Written by: John T. Neville
Directed by: Sam Newfield
Starring: George Zucco, Ralph Lewis, Hope Kramer
When I picked this flick, I don't think I did more than look at the cover art before making the decision. I'd heard of the movie before, but couldn't remember much of anything I'd read, and based on the poster was expecting something along the lines of The Giant Claw. But any devoted fan of 50's giant monster flicks has heard of most all of them. As popular as they were, in a time before direct-to-video markets, a genre just couldn't get flooded like it does today and it was a lot easier to keep track of even the lowliest embiggened beasties.
Imagine my surprise when I started looking up production information and discovered the flick predated The Beast from 20,000 Fathoms by seven years. And the monster is only about the size of a large dog.
Dr. Andrew Forbes is searching for the lost treasure of the Aztecs, and along with the gold, he discovers the creature they called Quetzalcoatl. It's a sort of mangy horned lizard with the sorriest, most threadbare wings you've ever seen. He somehow manages to confine it to a cage in the treasure chamber, but makes the mistake of giving his wife one of its “beautiful” (stop laughing, they're beautiful, dammit!) feathers. The thing gets out and mauls his wife to death, leading him to discover that the creature is murderously jealous of its plumage. That's right, folks, we have here what is to my knowledge the only vanity-driven monster in cinema history.
When a two-fisted radio announcer (!?) decides he's going to solve the mystery of the vampire murders (the creature inexplicably drains its victims of blood – well, it's not that inexplicable considering PRC just cut-and-pasted some Aztec flim-flammery over the script to Devil Bat, one of their most successful cheapie horror flicks, and apparently didn't bother to remove the vampirism), he's going to have a helluva time convincing the authorities that they're really up against a mad archaeologist and his pet monster.
The acting, as with most of these old programmers, is mostly solid without being exceptional. The monster is an impressively ambitious idea for a movie this cheap, and turns out so endearingly awful it's hard not to like it. The one aspect that really stuck out for me is that the Odious Comic Relief ™ character proves to be of some use and even helps the hero fight off the monster at one point. A useful comedic character in a horror flick is a rarity even today, and almost unheard of when the Poverty Row studios ruled the genre.
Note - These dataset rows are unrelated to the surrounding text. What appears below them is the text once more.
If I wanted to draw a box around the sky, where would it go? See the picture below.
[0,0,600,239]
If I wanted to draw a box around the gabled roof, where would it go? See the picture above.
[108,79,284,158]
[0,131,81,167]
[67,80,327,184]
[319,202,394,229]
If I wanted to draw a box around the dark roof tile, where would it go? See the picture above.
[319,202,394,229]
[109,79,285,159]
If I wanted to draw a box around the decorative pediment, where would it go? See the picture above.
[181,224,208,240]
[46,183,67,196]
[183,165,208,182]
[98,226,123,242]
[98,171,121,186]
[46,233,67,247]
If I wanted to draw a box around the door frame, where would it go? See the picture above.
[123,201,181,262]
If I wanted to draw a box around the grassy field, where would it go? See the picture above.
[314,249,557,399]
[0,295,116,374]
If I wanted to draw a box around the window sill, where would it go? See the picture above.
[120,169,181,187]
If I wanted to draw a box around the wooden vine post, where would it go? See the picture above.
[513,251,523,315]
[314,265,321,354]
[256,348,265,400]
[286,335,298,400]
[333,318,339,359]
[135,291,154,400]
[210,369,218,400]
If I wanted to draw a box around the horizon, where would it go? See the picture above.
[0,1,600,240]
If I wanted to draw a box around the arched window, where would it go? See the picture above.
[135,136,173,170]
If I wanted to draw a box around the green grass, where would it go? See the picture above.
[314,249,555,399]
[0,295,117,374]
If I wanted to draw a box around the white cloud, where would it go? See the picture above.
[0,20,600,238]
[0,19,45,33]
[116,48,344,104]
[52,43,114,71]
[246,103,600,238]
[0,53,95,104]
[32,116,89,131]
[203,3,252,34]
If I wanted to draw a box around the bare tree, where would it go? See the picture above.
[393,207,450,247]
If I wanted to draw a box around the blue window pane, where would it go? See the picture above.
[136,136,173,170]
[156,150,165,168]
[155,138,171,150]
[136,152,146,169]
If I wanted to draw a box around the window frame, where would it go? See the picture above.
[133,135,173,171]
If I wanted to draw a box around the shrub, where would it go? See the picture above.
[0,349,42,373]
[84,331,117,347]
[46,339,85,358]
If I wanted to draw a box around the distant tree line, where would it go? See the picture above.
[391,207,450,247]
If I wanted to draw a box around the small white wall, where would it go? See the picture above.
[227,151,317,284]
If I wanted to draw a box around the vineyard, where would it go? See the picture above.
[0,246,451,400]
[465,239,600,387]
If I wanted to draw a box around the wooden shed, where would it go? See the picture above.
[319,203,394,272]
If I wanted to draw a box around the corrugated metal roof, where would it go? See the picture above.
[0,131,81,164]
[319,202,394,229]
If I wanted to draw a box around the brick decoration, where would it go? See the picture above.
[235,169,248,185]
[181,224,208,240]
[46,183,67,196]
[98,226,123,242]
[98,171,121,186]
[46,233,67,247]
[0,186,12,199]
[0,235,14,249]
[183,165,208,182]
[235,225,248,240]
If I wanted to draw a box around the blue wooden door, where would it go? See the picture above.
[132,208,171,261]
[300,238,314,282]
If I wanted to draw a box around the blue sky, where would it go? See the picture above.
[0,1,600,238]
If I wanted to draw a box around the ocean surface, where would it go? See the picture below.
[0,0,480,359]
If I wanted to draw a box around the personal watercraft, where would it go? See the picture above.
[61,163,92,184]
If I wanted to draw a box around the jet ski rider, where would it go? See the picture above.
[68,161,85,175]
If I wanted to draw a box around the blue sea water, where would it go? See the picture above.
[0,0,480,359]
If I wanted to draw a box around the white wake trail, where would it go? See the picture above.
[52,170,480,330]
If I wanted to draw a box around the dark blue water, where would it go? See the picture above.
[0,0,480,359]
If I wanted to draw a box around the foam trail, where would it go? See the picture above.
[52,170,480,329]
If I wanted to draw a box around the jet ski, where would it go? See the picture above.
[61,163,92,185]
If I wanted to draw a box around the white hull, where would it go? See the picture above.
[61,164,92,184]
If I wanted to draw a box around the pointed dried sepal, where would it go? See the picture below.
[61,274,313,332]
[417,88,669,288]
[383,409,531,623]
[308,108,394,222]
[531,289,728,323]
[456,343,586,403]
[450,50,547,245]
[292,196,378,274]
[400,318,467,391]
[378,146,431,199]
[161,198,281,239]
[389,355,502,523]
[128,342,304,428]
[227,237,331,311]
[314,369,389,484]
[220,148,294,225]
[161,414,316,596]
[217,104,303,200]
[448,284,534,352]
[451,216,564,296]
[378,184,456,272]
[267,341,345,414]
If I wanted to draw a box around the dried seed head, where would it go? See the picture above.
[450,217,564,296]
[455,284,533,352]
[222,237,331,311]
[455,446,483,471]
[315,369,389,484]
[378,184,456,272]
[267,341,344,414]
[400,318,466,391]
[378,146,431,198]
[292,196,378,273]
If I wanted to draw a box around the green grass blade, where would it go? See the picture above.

I've been having some difficulty finding anything to say about this flick. The toughest part about doing these reviews (“Quit your damn bitching, no one's making you do this and no one really wants you to keep doing it!”, I hear you say) is finding a good angle to tackle each article from; to find an interesting bit of information or a good anecdote to wrap the whole thing around. Not every movie is particularly inspiring in that regard. I enjoy watching lots of movies that I don't have much to say about. But dammit, I've been putting in a ton of extra hours during planting season and just haven't had much time to pick anything else, and I've had this file sitting half finished on my computer for weeks. So if nothing else, I guess this will serve the purpose of cataloging the fact that I watched yet another movie with nothing going for it but a monster so mangy it makes the giant buzzard from Godzilla vs. the Sea Monster look as majestic as a bald eagle.